In 2013, National Security Agency contractor Edward Snowden blew the whistle on the mass surveillance of Americans' telephone records.Wanted by US, granted asylum by Russia. In 2014, President Obama had defended the controversial spying programme as necessary to safeguard the security of America and its allies. In 2020, a court ruled that the US government’s surveillance programme was illegal. Denmark is a close ally of the United States. It hosts several key landing stations for sub-sea internet cables to and from Sweden, Norway, Germany, Holland and the U.K.
How was the spying carried out?
NSA’s spying on politicians and officials in Denmark’s neighbouring countries was carried out through a special technical system, which the NSA and FE (Danish Defence Intelligence Service) used to intercept communications from Danish internet cables.
Sources describe the spy system as the FE's most effective tool when it comes to accessing information on everything from terrorist plots to information about Russia and China. The sources describe the spy system as the crown jewel of the FE. The NSA had used phone numbers as search parameters to pull the communications of politicians and officials out of the extensive data flows that run through internet cables to and from Denmark. The NSA then intercepted everything from text messages to phone calls that passed through cables on the way to and from the phones of politicians and officials.
Why was there an investigation?
The internal investigation in the Danish Defence Intelligence Service (FE) was launched in 2014 following concerns about Edward Snowden’s leaks in 2013, revealing how the NSA works. However, upon receiving the Dunhammer findings, FE’s top
management at the time did not scrap the collaboration with the NSA.

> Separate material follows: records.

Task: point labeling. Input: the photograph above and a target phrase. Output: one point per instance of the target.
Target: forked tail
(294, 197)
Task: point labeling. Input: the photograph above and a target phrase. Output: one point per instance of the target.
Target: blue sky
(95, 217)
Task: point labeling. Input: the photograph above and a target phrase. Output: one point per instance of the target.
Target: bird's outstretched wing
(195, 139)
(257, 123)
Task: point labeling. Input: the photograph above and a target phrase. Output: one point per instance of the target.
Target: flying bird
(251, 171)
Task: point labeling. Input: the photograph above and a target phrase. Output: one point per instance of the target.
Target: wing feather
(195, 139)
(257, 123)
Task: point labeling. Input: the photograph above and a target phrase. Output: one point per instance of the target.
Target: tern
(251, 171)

Danish Minister of Defence Trine Bramsen, who took over the defence portfolio in June 2019, was informed of the spying in August 2020. She immediately suspended the head of the Defence Intelligence Service and three other officials.

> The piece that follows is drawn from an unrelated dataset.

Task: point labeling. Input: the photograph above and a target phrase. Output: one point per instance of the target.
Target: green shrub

What had the investigation revealed?
According to the investigation, the US National Security Agency (NSA) used a collaboration with FE to eavesdrop on Danish information cables to spy on senior officials in Sweden, Norway, France and Germany from 2012 to 2014.
In addition to Merkel, the NSA also spied on then-German Foreign Minister Frank-Walter Steinmeier and former German opposition leader Peer Steinbruck. Danish Defence Minister Bramsen declined to comment on the report but told the state broadcaster (DR) that the “systematic eavesdropping of close allies is unacceptable”.
Joe Biden’s role?
Whistle blower Edward Snowden accused US President Joe Biden of being “deeply involved” in the case. Biden was vice-president when Snowden blew the lid on the NSA’s mass spying programme. It is not illegal for the FE to help a partner spy on other countries. However, the incident has resulted in political inflammation, because the FE has allowed the NSA to spy on politicians in Denmark’s neighbouring countries by intercepting cables in and out of Denmark. This is a delicate matter for Denmark and its European neighbours.
Reaction
In Sweden, Swedish Parliamentarian Jens Holm described it as "extremely outrageous and surprising" that the FE has allowed the NSA to spy on Swedish politicians. “It is an affront to Sweden as a country, as we as politicians represent the Swedish people. We represent Sweden.” He points out that it is not only politicians' own communications that the NSA has gained access to through cooperation with the FE. The NSA has also been able to intercept communications from people who contact politicians, like: People who are hiding illegally, because they are persecuted in their home country. Journalists who will discuss sensitive issues. Political activists, opposition politicians from other countries and so on. Sweden’s Defence Minister Peter Hultqvist told Swedish SVT broadcaster that he “demanded full information on these things.”
Norway’s Defence Minister Frank Bakke-Jensen has said that they “take the allegations seriously.” On 31st May.
France’s Europe Minister Clement Beaune said: “Between allies, there must be trust, a minimal cooperation, so these potential facts are serious.”